Pazzesca partita al PalaSerradimigni, Sassari rimonta 19 punti allo Szolnoki Olaj nella seconda gara di regular season di Fiba Europe Cup e chiude vincendo di 4 lunghezze, con una giocata straordinaria di Cooley, che prima stoppa Rowsey e poi schiaccia sulla sirena.
La cronaca:
Gara dalle percentuali alte nella sua prima parte, Esposito sceglie di puntare su un quintetto ricco di esterni, con Gentile da 3 assistito da Bamforth e Smith al suo esordio fra le mura amiche, lo Szolnoki alla terza presenza al PalaSerradimigni in tre coppe diverse, si affida alle conclusioni dalla lunga distanza, una soluzione che trova in Vojvoda e Rowsey, dei finalizzatori particolarmente efficienti. 7/9 dai 6,75 alla fine del primo quarto per gli Ungheresi e 27 punti a referto, con la Dinamo sempre ad inseguire, ma brava a sfruttare i vantaggi che il fisico gli offre, con Cooley protagonista.
Sassari nel secondo quarto sfrutta meglio il lavoro degli esterni, Bamforth e Petteway impediscono la fuga ospite, ma sbattono contro la match up imposta dallo Szolnoki, che trova delle soluzioni alternative al tiro dalla lunga distanza e continua a punire la difesa Sassarese. Percentuali alte e ritmo altrettanto alto, un insieme di situazioni che stordisce i padroni di casa, lo Szolnoki mette in luce tutti i limiti della difesa, sfrutta bene le riaperture sugli esterni dopo le penetrazioni e puntualmente punisce i lenti aiuti e recupero, insieme di situazioni che vale il 48-56 al 20’.
La gara si innervosisce al ritorno dalla pausa lunga, i padroni di casa provano ad intensificare la difesa, arriva il break che vale il -5 sfruttando il lavor di Bamforth e Gentile nella propria metà campo, ma lo Szolnoki non molla la presa sull’inerzia della gara; ritrova i tiri dalla lunga distanza con Vojvoda per battere la zona impostata da Esposito, picchia duro in difesa sugli esterni e nel pitturato e, in una gara in cui fioccano i fischi per tecnico e per antisportivo, trova il +16, 56-72 a metà quarto.
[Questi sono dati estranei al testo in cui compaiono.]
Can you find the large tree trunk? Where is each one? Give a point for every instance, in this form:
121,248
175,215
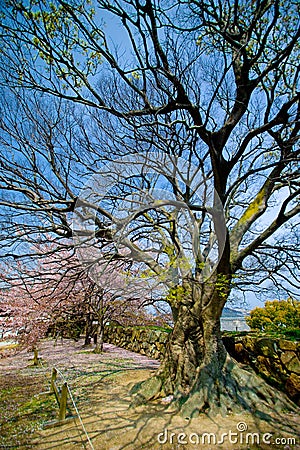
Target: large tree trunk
199,376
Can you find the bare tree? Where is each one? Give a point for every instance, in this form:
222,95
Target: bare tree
215,85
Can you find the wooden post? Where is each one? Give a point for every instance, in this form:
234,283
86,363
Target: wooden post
63,402
53,386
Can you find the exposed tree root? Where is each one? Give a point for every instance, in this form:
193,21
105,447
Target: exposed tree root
234,391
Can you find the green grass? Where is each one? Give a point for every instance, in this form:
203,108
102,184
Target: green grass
22,409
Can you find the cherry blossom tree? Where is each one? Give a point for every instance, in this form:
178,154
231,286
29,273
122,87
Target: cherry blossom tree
198,95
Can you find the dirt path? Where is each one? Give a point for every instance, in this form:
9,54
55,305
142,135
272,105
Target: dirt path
100,385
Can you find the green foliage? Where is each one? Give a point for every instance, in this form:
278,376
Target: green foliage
276,316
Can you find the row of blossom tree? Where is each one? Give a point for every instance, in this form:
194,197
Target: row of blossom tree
57,296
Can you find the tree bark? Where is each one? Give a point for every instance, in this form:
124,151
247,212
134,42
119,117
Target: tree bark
198,376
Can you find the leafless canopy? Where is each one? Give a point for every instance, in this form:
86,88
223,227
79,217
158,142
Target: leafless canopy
213,84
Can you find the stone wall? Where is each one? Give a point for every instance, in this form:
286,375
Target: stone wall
277,360
144,341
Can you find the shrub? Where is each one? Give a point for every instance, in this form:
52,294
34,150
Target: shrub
276,316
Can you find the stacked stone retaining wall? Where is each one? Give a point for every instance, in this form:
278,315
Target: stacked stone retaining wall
277,360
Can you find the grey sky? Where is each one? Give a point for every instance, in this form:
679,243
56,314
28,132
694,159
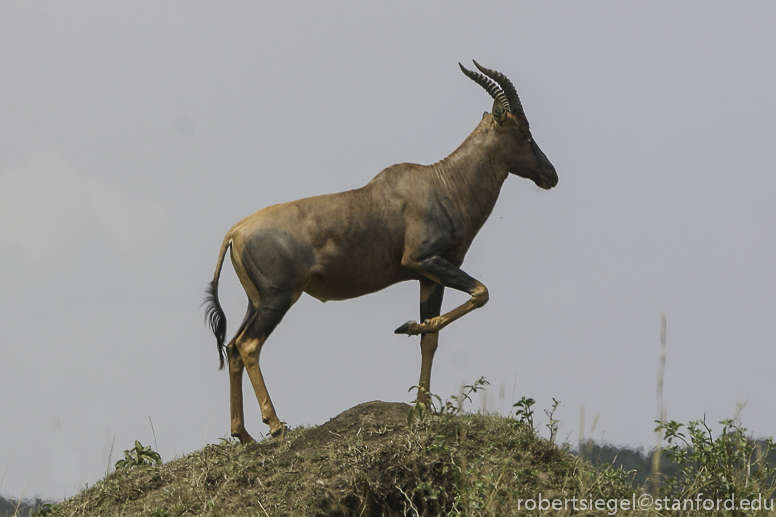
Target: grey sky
133,135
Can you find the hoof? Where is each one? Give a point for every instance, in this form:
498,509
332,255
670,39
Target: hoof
244,437
413,328
405,329
280,432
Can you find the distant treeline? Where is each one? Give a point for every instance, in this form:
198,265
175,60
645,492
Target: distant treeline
638,461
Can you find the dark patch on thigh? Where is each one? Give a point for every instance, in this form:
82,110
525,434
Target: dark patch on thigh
442,228
432,307
276,262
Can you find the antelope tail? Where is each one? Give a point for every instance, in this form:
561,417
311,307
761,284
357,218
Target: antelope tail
214,314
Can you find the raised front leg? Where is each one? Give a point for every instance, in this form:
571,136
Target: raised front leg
430,307
446,273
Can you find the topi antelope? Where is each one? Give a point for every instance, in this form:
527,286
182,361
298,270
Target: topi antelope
411,222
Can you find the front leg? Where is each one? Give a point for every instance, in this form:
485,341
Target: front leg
448,274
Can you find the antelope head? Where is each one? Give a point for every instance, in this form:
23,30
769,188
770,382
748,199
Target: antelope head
525,158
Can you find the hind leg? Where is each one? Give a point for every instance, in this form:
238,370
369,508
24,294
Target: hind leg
235,395
249,346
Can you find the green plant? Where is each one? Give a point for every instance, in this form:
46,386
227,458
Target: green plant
733,464
524,413
450,407
552,425
46,509
137,456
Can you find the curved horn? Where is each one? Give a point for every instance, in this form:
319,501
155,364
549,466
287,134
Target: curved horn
506,86
490,87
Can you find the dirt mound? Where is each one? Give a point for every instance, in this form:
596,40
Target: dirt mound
368,461
369,421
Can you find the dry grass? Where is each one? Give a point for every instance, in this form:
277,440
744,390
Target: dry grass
365,462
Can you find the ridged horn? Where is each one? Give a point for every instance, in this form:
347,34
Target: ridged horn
506,86
490,87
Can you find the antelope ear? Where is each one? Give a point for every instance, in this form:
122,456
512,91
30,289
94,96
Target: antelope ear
499,112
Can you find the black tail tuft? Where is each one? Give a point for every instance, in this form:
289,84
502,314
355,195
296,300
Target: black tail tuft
215,316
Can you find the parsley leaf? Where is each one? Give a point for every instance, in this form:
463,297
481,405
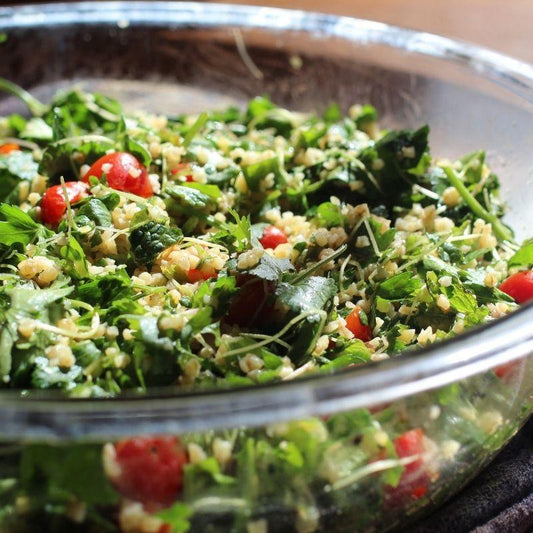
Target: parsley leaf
312,293
149,240
271,268
18,226
15,167
399,286
523,257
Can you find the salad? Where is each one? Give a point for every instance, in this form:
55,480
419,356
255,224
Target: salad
232,248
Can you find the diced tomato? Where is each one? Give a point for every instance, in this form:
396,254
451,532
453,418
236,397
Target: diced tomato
7,148
151,470
519,286
53,204
194,275
251,305
123,173
414,481
355,325
272,237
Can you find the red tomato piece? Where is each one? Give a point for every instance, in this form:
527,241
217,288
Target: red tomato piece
519,286
7,148
53,204
194,275
151,470
123,173
272,236
182,167
251,305
415,480
355,325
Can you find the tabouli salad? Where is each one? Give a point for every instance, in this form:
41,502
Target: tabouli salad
232,248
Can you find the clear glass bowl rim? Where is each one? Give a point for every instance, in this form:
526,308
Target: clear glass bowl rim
48,415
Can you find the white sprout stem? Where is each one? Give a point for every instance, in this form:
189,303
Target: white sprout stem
262,336
85,138
95,324
372,237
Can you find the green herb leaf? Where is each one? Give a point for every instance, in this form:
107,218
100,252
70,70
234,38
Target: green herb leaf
312,293
399,286
149,240
177,516
95,209
271,268
18,226
523,257
15,168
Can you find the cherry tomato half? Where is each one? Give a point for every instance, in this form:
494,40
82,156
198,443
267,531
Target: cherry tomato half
355,325
8,148
272,236
519,286
123,173
415,480
252,305
151,470
53,204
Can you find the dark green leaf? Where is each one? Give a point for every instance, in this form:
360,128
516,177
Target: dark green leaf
313,293
177,516
256,172
57,469
94,209
75,260
523,257
15,167
399,286
17,226
271,268
149,240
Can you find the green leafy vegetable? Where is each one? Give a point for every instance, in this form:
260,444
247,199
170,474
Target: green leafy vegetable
149,240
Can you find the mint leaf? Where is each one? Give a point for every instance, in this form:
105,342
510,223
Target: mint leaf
399,286
271,268
149,240
177,516
312,293
523,257
18,226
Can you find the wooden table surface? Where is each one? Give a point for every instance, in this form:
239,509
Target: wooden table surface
506,26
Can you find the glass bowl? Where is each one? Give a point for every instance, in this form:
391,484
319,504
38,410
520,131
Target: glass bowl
304,455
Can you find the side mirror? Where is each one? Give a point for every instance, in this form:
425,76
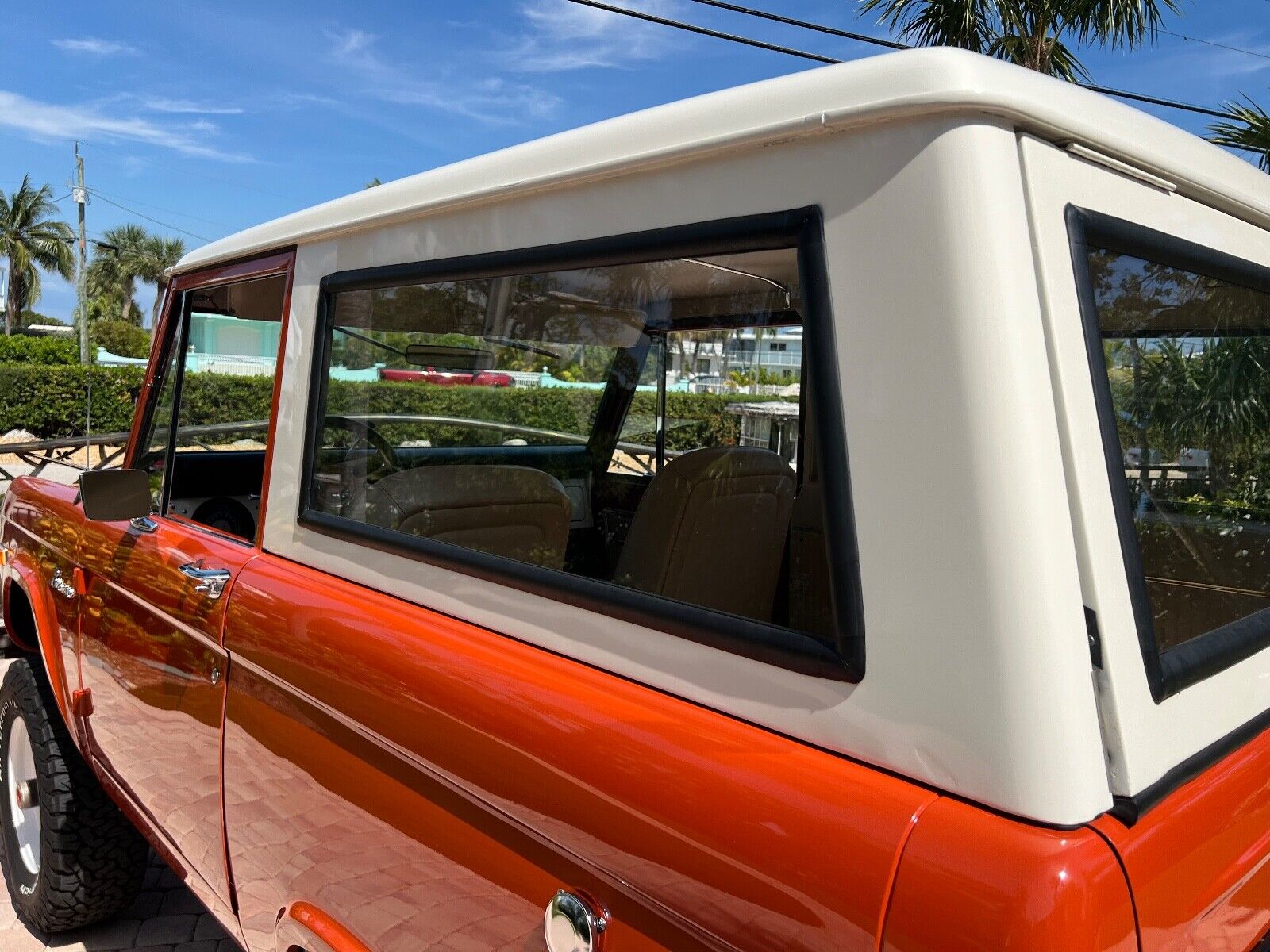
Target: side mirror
114,495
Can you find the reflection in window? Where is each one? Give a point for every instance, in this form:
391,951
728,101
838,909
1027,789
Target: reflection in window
1187,359
616,423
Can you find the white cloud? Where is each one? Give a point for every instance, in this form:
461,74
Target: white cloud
160,105
54,121
564,36
95,46
1225,57
492,99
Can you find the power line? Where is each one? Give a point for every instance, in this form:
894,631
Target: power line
133,211
874,41
706,32
804,25
179,171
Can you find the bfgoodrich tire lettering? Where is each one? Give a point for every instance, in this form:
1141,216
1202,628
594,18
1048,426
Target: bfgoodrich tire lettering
90,861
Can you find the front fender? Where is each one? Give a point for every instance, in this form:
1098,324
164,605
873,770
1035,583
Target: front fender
25,573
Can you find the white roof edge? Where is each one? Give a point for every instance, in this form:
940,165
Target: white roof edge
882,88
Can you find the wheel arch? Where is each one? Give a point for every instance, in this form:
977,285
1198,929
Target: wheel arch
25,594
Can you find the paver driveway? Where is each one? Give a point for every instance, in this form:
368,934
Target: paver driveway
165,918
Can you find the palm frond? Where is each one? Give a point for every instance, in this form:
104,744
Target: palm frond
1057,57
1119,23
969,25
1249,131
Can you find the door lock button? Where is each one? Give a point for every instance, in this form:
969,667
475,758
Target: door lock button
572,926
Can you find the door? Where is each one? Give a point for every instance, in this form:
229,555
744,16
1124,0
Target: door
152,649
1160,323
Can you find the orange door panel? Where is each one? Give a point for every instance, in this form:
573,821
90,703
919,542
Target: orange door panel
1199,861
46,526
976,881
152,662
431,785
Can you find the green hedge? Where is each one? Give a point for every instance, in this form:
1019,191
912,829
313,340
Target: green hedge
50,403
44,351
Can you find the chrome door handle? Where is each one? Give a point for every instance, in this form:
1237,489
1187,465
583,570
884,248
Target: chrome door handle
61,587
211,582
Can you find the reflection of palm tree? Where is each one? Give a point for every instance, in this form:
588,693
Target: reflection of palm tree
31,238
1249,130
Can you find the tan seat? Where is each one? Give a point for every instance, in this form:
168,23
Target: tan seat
507,511
710,531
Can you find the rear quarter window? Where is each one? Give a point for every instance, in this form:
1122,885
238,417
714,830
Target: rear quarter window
1180,349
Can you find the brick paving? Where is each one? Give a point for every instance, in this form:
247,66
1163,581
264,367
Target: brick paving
165,918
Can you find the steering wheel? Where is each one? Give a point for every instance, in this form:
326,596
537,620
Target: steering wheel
366,437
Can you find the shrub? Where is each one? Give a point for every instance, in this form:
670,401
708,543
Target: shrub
44,351
50,401
120,338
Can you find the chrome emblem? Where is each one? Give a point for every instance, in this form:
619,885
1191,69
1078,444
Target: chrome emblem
572,926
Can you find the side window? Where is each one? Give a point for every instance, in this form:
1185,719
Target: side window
632,427
219,386
1187,359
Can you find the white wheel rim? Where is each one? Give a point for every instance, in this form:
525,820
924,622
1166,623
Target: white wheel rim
19,770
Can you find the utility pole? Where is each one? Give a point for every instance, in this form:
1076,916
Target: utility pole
80,194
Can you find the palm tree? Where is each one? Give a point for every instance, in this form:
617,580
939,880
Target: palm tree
1026,32
162,254
31,238
1249,131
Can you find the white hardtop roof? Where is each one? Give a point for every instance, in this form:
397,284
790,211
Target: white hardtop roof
882,88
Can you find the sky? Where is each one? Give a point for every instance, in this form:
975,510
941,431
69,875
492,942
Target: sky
197,120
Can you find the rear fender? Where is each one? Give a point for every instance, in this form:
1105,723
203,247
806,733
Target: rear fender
306,927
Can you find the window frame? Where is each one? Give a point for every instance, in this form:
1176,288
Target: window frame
1221,647
173,332
798,228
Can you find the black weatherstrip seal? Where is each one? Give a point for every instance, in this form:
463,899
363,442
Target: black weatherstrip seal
1191,663
802,228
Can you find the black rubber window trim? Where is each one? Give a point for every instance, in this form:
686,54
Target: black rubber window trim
802,228
1200,658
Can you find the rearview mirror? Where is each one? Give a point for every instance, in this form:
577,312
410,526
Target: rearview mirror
468,359
114,495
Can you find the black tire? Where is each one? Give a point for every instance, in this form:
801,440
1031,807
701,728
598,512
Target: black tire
92,861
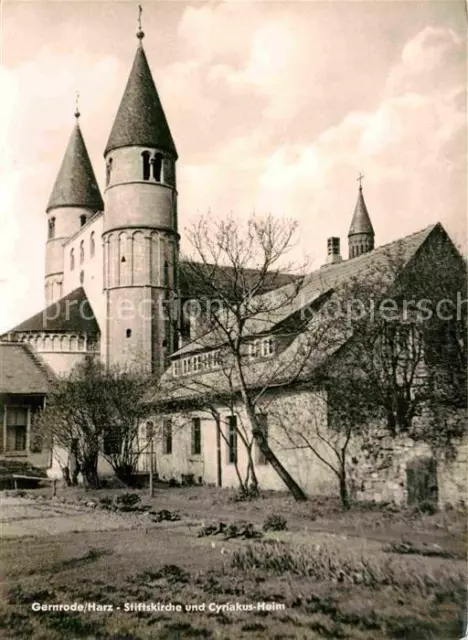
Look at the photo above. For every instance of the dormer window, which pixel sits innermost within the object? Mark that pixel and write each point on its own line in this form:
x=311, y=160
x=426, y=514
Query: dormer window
x=157, y=162
x=51, y=228
x=108, y=171
x=146, y=165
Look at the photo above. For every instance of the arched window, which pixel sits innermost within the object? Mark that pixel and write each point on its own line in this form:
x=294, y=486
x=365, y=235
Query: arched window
x=108, y=171
x=146, y=165
x=157, y=166
x=51, y=228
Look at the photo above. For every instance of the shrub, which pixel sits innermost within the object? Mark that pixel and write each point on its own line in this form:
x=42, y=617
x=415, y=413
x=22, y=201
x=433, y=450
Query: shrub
x=321, y=563
x=128, y=499
x=275, y=522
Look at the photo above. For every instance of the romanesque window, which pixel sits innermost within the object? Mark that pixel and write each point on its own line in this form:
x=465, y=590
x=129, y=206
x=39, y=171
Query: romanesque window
x=262, y=420
x=196, y=436
x=108, y=171
x=146, y=165
x=157, y=166
x=167, y=436
x=51, y=228
x=17, y=425
x=232, y=440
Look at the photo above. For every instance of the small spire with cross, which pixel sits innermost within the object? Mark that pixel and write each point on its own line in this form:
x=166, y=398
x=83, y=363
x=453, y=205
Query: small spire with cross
x=77, y=105
x=140, y=32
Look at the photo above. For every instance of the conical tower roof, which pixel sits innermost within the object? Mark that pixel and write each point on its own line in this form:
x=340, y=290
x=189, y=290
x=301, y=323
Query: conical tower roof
x=76, y=183
x=361, y=220
x=140, y=119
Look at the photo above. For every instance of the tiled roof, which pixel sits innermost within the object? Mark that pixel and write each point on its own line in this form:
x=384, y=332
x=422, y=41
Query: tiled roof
x=73, y=313
x=140, y=119
x=76, y=183
x=22, y=371
x=291, y=298
x=361, y=222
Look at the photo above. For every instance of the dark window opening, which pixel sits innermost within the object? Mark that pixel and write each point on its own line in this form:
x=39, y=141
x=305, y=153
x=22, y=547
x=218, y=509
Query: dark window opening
x=51, y=228
x=146, y=165
x=263, y=425
x=157, y=166
x=196, y=436
x=167, y=437
x=166, y=273
x=232, y=440
x=112, y=443
x=17, y=418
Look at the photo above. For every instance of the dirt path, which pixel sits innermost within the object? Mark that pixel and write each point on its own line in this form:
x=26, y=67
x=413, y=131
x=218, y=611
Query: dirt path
x=21, y=517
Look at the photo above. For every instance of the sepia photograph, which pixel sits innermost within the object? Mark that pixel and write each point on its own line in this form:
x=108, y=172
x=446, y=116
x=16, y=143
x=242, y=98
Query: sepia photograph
x=233, y=320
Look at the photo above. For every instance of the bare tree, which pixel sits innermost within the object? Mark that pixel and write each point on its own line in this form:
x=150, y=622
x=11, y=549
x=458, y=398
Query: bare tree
x=249, y=285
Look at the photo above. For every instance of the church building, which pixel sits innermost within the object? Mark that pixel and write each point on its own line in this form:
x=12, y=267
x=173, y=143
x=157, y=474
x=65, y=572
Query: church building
x=112, y=260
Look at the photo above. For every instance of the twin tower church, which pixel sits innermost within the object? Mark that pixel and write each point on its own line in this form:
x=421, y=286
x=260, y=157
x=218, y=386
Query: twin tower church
x=111, y=263
x=112, y=268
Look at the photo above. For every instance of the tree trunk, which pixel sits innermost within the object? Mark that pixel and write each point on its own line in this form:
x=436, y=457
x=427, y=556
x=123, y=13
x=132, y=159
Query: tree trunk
x=296, y=491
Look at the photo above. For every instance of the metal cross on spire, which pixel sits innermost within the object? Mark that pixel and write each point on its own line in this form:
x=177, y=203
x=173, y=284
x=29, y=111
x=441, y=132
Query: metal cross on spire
x=140, y=32
x=77, y=105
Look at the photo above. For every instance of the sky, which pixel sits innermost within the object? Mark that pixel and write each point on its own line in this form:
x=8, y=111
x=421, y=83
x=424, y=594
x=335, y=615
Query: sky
x=275, y=107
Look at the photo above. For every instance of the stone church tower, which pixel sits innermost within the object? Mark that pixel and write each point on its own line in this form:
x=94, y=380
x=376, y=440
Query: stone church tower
x=75, y=198
x=361, y=233
x=140, y=237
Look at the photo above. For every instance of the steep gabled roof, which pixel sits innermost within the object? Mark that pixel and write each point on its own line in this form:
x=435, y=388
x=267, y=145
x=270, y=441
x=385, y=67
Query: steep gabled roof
x=21, y=371
x=361, y=220
x=140, y=119
x=315, y=285
x=73, y=313
x=76, y=183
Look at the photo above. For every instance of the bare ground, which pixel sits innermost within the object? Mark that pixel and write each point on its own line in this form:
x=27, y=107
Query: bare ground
x=330, y=571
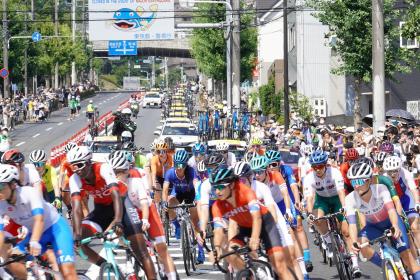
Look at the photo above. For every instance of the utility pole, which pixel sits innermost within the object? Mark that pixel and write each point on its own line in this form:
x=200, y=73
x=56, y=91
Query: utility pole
x=5, y=50
x=285, y=67
x=236, y=54
x=56, y=33
x=378, y=64
x=73, y=34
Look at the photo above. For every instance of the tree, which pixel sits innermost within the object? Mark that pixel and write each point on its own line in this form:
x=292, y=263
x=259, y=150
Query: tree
x=209, y=45
x=351, y=22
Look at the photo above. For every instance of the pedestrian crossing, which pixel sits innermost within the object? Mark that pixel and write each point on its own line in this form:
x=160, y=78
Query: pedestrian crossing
x=204, y=271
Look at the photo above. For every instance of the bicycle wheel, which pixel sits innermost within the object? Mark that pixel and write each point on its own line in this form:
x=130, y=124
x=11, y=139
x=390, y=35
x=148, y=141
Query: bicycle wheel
x=388, y=271
x=107, y=272
x=185, y=243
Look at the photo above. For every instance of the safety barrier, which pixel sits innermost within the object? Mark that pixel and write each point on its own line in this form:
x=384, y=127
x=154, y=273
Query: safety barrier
x=58, y=154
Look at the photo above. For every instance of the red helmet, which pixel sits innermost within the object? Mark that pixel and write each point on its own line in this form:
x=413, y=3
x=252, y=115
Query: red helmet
x=351, y=154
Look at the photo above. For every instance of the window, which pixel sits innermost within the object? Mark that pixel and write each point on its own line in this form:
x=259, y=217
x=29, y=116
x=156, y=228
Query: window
x=407, y=42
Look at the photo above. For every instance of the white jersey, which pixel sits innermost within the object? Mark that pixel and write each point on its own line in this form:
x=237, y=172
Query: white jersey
x=30, y=175
x=29, y=203
x=328, y=186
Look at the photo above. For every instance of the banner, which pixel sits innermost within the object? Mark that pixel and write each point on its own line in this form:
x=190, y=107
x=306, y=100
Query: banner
x=131, y=20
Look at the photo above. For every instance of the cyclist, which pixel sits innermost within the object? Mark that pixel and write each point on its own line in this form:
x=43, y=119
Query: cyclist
x=406, y=188
x=223, y=148
x=25, y=206
x=51, y=191
x=375, y=203
x=324, y=192
x=238, y=209
x=159, y=164
x=184, y=181
x=140, y=207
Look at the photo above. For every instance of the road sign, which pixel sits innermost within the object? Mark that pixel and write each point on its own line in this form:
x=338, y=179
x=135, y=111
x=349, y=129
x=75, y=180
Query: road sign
x=4, y=73
x=36, y=36
x=122, y=47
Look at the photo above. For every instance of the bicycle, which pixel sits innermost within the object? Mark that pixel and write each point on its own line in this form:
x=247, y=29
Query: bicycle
x=341, y=257
x=109, y=269
x=392, y=266
x=188, y=242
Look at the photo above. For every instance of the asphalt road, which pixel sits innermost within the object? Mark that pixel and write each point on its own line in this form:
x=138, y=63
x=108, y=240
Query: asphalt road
x=58, y=128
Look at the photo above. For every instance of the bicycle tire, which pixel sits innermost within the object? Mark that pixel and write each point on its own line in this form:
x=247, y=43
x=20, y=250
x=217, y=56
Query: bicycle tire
x=388, y=272
x=108, y=269
x=185, y=248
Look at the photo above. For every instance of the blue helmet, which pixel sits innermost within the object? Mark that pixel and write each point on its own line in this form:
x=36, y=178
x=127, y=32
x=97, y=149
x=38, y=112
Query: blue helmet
x=199, y=148
x=318, y=157
x=181, y=156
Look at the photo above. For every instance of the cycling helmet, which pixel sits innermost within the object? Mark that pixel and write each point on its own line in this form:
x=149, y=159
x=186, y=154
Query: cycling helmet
x=215, y=159
x=256, y=141
x=69, y=146
x=12, y=157
x=318, y=157
x=259, y=163
x=273, y=156
x=80, y=153
x=392, y=163
x=223, y=174
x=250, y=155
x=38, y=156
x=360, y=171
x=387, y=147
x=8, y=173
x=126, y=111
x=351, y=154
x=201, y=166
x=222, y=146
x=118, y=161
x=199, y=148
x=242, y=169
x=181, y=156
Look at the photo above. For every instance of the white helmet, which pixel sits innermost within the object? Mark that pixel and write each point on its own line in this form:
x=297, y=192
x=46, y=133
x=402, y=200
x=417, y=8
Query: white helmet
x=126, y=111
x=38, y=156
x=392, y=163
x=119, y=161
x=8, y=173
x=80, y=153
x=222, y=146
x=360, y=171
x=69, y=146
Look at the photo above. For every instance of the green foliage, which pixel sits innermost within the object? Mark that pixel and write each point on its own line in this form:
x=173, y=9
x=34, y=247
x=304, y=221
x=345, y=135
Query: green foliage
x=209, y=45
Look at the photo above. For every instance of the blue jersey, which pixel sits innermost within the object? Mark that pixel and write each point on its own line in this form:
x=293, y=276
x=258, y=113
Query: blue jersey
x=184, y=184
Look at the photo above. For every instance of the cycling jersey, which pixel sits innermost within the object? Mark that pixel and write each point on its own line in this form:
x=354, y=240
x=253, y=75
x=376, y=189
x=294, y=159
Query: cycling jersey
x=105, y=182
x=327, y=186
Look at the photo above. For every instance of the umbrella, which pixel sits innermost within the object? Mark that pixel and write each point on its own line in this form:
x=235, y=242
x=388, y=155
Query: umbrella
x=400, y=114
x=368, y=119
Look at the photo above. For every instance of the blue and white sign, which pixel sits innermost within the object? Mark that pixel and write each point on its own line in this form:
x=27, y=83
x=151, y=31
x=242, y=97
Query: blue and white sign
x=36, y=36
x=122, y=47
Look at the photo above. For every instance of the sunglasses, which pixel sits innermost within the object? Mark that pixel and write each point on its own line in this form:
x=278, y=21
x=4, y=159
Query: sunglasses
x=358, y=182
x=220, y=187
x=39, y=164
x=318, y=167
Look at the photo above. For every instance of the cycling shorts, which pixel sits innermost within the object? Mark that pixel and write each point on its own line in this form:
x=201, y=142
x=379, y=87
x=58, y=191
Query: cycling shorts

Esposito prova a mettere ordine sui due lati del campo, con l’ingresso di Parodi, l’oriundo si fa notare subito per un paio di giocate che sembrano dare una scossa ai padroni di casa, ma Rowsey ancora dalla lunga distanza fa sprofondare Sassari a -19.
Il Banco sembra perdere lucidità e la nuova mossa di Esposito è quella del doppio play per attaccare la zona avversaria, mossa che sembra funzionare; in una gara che diventa sempre più nervosa i padroni di casa, provano a riavvicinarsi sfruttando il lavoro nel pitturato di Cooley e aumentando l’aggressività sui portatori di palla, viene fuori un break di 7 punti che porta Sassari a 11 lunghezze e che chiude il terzo quarto, da segnalare dopo la sirena anche una magia di Petteway che segna ad una mano da parte a parte del campo.
Quello che sembrava un segnale di nervosismo e di insofferenza da parte degli uomini di Esposito, si traduce in una nuova fiammata dei padroni di casa, due triple di fila da parte di Polonara e Petteway e -5 per il Banco; gli ospiti non perdono lucidità davanti alla carica del PalaSerradimigni, Airington guida il contro break alzando il ritmo, trovando il nuovo +11.
Ancora una volta i padroni di casa, provano a riaprire la gara, Bamforth colpisce dalla lunga distanza, le percentuali degli avversari calano e Sassari, seppur perdendo la sfida a rimbalzo, ritrova il -4, complice anche i tanti errori dalla lunetta da parte degli Ungheresi.
Bamforth e Milosevic si scambiano delle cortesie dalla lunga distanza e gli ultimi 90 secondi iniziano sul 90-94, l’inerzia però è nelle mani di Sassari, Bamforth prima e Petteway poi confezionano il sorpasso poco prima dell’ultimo giro di lancette completando un parziale da 20 punti per ritrovare la testa della gara.
Si va punto a punto e Sassari con due di vantaggio concede l’ultimo possesso allo Szolnoki, qui un immenso Cooley prima stoppa Rowsey e poi in contropiede sulla sirena inchioda il 98-94 finale.